第47話 なあ、零

 この広場では身を隠す屋根がない。あっても鋼鉄の屋根でも身を守れるか怪しいところだ。ならばこの一撃にかけるしかない。

 ファントムに近寄ると空気すらも凍り、息を吸うたびに、肺が凍てつく錯覚に陥る。


「無頭狼牙流――一式、牙突掌」

 

 気合を入れるために大声をあげ、下腹力を入れてしっかりと踏み込む。ファントムのがら空きの鳩尾目がけて、正拳突きが繰り出される。

「――ぐぁあ!」

 しかし声を上げたのは昂我の方だった。拳は一般打撃としてこの世界に認識され、騎士鎧に弾かれてしまう。

(くっ、一撃が入らないだけが、なんだってんだ)

 すぐさま体制を整え、

「無頭狼牙流、二式、狼襲脚」

 回し蹴りの要領でファントムの脇腹に打ち込むも、全く反応がない。しかし手も足も止めず、次々と技を打ち込む。

 無頭狼牙流は師匠に教わった、失われた武術。

 昂我がこの先一人で生きていくためにと、師匠が授けてくれたものだ。だがこんな状況を想定していたにしても、相手が攻撃を無効化してしまうのでは全く意味がない。

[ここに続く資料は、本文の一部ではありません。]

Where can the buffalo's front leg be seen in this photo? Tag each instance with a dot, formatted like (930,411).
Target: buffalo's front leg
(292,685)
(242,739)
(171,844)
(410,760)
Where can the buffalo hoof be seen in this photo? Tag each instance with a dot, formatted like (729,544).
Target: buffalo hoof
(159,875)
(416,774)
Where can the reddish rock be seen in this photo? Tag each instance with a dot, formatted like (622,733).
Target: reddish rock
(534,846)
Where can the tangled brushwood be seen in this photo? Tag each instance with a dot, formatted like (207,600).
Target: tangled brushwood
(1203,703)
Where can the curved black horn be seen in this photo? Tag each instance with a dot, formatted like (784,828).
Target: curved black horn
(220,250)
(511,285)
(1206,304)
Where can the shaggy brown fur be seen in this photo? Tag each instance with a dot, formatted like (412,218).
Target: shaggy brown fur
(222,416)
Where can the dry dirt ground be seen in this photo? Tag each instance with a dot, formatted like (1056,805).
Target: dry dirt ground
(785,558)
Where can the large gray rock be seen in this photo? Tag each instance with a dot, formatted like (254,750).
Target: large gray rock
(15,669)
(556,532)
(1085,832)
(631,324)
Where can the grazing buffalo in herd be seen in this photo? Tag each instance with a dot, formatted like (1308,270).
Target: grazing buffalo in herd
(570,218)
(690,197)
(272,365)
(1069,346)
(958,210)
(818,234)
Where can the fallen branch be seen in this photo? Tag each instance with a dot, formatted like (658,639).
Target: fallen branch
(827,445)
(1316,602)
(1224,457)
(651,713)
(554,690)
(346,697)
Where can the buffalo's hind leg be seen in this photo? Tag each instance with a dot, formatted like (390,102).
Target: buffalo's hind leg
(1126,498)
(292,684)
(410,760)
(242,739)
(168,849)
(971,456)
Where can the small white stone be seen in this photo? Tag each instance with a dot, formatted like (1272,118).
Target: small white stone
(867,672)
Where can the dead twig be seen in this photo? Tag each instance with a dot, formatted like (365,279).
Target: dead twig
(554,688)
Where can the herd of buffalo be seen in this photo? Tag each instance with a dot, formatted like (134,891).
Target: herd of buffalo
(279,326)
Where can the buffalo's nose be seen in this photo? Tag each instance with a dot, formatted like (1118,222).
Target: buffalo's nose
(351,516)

 乱打を加え、次々と拳を繰り出す。己の手が血にまみれようとも、足が傷つこうとも、諦めない。ファントムは一方的に殴られていたが、とうとう雪の弾丸の生成が終わったのか、一瞬昂我を見た。表情は見えないが、兜から漏れる光は真っ青だ。

(くそ、これで終わりなのか、これで!)

 ファントムを取り巻く蒼い炎は更に燃え上がり、黒騎士の鎧は力を増幅する。炎が燃え上がる駆動音を感じて、過去にどこかで耳にしたことがあると昂我は思いを巡らす。

 しかし思い出せないまま、雪の弾丸が降り注ぐ。

 全身を貫かれる覚悟を持ち、雪の弾丸を見定めて回避行動に移ろうとするも間に合わない。

 ファントムは腕を振り下ろし、その動きに合わせて雪の弾丸が降り注ぐ。しかもファントムから溢れ出す蒼い炎は身近にあるものを凍らせる性質もあるのか、昂我の脚に燃え移り、地面と足を氷結によって停止させる。

(この炎、精神の停滞だけじゃなく、物理的にも人を凍らせるのか……!)

 考えている傍から、思考回路までが徐々に凍り付いていく。ファントムの蒼い炎はいわば、その人間の行動や思考、物理的なものから時間、その全てを凍りつかせる。人の意志を停止させ、前に進めなくする炎。

 幼少時から精神力を鍛えてきた昂我ですら、ここまで肉薄していると思考が停止していく。落下する雪の弾丸がスローモーションに感じられ、体に触れるだけで、一瞬とも思える痛みが延々と脳内に激痛を伝えていく。

(避けなくては……しかし、何を、いや、どうやって、何故、いや、この状態からしてやばい、足も動かない)

 頭では分かっているつもりなのに、思考がまとまらない。これ以上どうすることも出来ない。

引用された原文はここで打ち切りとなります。